Recensioni

Jenny Sorrenti & Tullio Angelini, Néos Saint Just

JENNY SORRENTI & TULLIO ANGELINI
Néos Saint Just
Micio Poldo / G.T. 
***½

I Saint Just sono stati una creatura di Jenny Sorrenti e una formazione imprescindibile in un prog che non esitava a contaminarsi con sonorità anche jazz, senza dimenticare il sound partenopeo. Il percorso della band è stato altalenante, due dischi nei Settanta per poi tornare alla grande, con i Saint Just Again di Prog Explosion And Other Stories, nel nuovo millennio.
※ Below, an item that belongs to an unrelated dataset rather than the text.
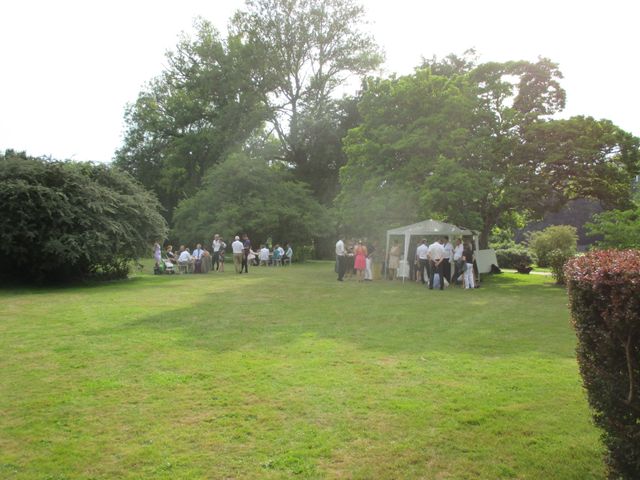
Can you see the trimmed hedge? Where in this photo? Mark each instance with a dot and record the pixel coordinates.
(604, 298)
(514, 257)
Nel 2019, con il musicista e produttore Tullio Angelini, il concerto Jenny Canta Nico, che troverà a breve sbocco discografico; oggi è il turno del progetto Néos Saint Just, ovviamente incentrato sulla voce di Jenny, sulle sperimentazioni vocali e su di uno stadio evoluto della forma-canzone in grado di trascendere l’uso della parola e trasformare il suo canto in uno strumento, capace di dialogare con le altre apparecchiature. In questi 7 brani raccogliamo, in un percorso vocale simile a quello compiuto da Marilena Anzini, la ricerca di un’essenza spirituale della musica da cui non si può prescindere.

Nelle retrovie, grandi musicisti: il polistrumentista Clive Bell, la violinista inglese Sylvia Hallett, Alessandro Pizzini aka Alieno deBootes, Robin Rimbaud aka Scanner (collaboratore di Michael Nyman e Laurie Anderson), il pianista Roberto Scarpa e il batterista Kenny Wollesen (Tom Waits, John Zorn).

L’iniziale Pneumatos, voce della sola Jenny con sovrapposizioni multiple, ci porta subito dentro il soffio dello spirito – il pneuma – che eleva il suo canto dell’anima, poi entrano un pianoforte e il synth, il vocalizzo si trasforma in cantica avvolgente ed eterea. Sentire Davvero… si protende ad afferrare le bellezze del vento (ecco lo spirito che ritorna) mentre avvolge la natura, ancora con canto composito, poi il brano diventa prog grazie a synth e pianoforte, che lentamente rivestono il tutto di pietà verso l’umanità, con Jenny a volare altissima. In The Presence Of The Entity ci porta, fin dall’introduzione con harmonium e violino, all’incontro col divino: la voce di Jenny insegue il mistero, il piano e le tastiere aprono l’ode al cosmo di The Mirror Inside Me, labirinto sonoro debitore delle fantasie di Lewis Carroll.

Voci che paiono arrivare dal monastero medievale di Ildegarda di Bingen aprono e accompagnano il canto deposto su tubular-bells di una Hidden Things enigmatica dall’inizio alla fine; ancora il tema dello spirito torna nel classicheggiare di Psyché (dal greco, «soffio»), finché il movimento crescente non si acquieta nel finale di Meraviglia, che poi esplode nel vocalizzo gioioso di Jenny.

Un disco concepito per entrare nell’anima dell’ascoltatore e risvegliare la nostra spiritualità, sopita e cancellata dai media roboanti che ci circondano.